As Democrats close in on impeachment charges, Republicans cry foul

Democrats sought on Monday to bolster the case for impeaching President Donald Trump, describing his pressure on Ukraine to investigate a political rival as a “clear and present danger” to national security and the upcoming U.S. election.

Democrats planned to make an announcement on articles of impeachment on Tuesday morning, House Foreign Affairs Committee Chairman Eliot Engel told reporters after a roughly nine-hour hearing in the U.S. House of Representatives Judiciary Committee. He did not elaborate.

The House’s last scheduled impeachment hearing was punctuated by shouting and recriminations from Trump’s fellow Republicans, unhappy with the process that could lead the panel to vote this week on articles of impeachment.

The committee’s Democratic chairman said there was extensive proof of Trump’s wrongdoing.

“The facts are clear. The danger to our democracy is clear and our duty is clear,” Jerrold Nadler said in his closing statement.

Trump “constitutes a continuing threat to the integrity of our elections and to our democratic system of government,” Nadler added. “Such conduct is clearly impeachable. This committee will proceed accordingly.”

His words portended the next crucial step in the impeachment inquiry launched on Sept. 24 into whether Trump improperly solicited foreign help in the U.S. election.

The Judiciary panel could vote this week on whether to send formal charges, known as articles of impeachment, to the full Democratic-led House.

If the House approves the articles, as expected, the Republican-controlled Senate would hold a trial to decide whether to remove the president from office. A conviction is considered unlikely.

‘DESPERATE’
Republicans accused Democrats of embarking on a politically driven mission to oust Trump from office without direct evidence he had abused his power, obstructed Congress or committed other impeachable offenses.

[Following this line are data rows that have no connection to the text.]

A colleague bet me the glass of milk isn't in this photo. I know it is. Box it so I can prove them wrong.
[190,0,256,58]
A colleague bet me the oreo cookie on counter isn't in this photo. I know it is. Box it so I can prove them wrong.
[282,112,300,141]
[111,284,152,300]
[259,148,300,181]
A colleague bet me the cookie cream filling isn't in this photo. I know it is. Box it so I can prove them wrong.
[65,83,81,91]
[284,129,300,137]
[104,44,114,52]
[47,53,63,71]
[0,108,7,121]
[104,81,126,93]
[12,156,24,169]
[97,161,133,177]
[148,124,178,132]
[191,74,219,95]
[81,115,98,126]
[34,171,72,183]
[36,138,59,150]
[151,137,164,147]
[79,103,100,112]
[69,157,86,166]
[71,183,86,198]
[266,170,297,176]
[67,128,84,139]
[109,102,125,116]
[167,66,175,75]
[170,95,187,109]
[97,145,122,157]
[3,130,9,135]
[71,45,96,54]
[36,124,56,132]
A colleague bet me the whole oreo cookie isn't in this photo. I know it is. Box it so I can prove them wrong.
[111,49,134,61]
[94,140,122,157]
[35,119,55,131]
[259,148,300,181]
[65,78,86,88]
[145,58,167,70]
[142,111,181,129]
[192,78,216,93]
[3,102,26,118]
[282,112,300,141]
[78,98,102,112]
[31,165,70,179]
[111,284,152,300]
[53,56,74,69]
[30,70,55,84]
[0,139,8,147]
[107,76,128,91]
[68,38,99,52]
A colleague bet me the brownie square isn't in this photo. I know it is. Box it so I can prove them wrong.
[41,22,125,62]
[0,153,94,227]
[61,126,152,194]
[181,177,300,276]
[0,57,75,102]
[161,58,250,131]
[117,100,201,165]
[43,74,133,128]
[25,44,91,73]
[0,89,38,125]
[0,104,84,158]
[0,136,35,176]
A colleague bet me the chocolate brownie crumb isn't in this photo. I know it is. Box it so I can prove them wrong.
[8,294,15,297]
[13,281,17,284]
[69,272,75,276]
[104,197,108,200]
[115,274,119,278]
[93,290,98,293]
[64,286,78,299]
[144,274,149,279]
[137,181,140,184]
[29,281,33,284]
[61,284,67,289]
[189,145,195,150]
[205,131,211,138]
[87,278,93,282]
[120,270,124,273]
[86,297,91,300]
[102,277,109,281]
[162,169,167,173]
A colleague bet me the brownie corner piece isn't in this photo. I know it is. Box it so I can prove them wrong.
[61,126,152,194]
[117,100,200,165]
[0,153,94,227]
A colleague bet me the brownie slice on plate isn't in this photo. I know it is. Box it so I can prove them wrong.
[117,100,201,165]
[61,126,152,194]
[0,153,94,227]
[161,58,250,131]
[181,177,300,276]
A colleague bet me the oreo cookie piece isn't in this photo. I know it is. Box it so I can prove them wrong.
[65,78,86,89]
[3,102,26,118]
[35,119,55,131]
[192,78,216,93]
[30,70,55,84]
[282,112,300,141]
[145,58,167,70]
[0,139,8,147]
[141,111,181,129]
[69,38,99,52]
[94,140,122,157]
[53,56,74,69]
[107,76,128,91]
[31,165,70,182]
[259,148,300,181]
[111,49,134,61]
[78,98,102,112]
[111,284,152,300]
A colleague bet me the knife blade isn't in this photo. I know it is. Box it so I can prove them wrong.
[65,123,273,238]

“They’re desperate to have an impeachment vote on this president,” said Representative Doug Collins, the top Republican on the panel.

Republicans said there was no proof Trump improperly pressured Ukraine to investigate former U.S. Vice President Joe Biden, a leading Democrat in the 2020 presidential race.

They also argued there was no first-hand evidence Trump withheld $391 million in military aid or a White House meeting to get his Ukrainian counterpart to investigate Biden and his son, Hunter Biden, as well as a debunked theory that Ukraine, not Russia, interfered in the 2016 U.S. election.

Trump denies wrongdoing and has called the impeachment probe a hoax.

The proceedings on Monday were disrupted by a man who shouted that Democrats were committing treason and was escorted out of the chamber. Republicans then peppered the hearing with objections, points of order and other parliamentary maneuvers, forcing Nadler to gavel them into silence. “Bang it harder!” Collins retorted defiantly.

Republicans repeatedly called for testimony by Intelligence Committee Chairman Adam Schiff, whose panel led the investigation and held five days of hearings last month. Nadler rejected Republicans’ request to call Schiff as a witness, so Republicans put up a poster with his picture on a milk carton under the word, “Missing.”

The White House has refused to participate in the hearings in the House because it says the process is unfair. Nadler denied Republicans’ request for eight witnesses to appear before the inquiry, saying they were either not necessary for Monday’s hearing or beyond the scope of the inquiry.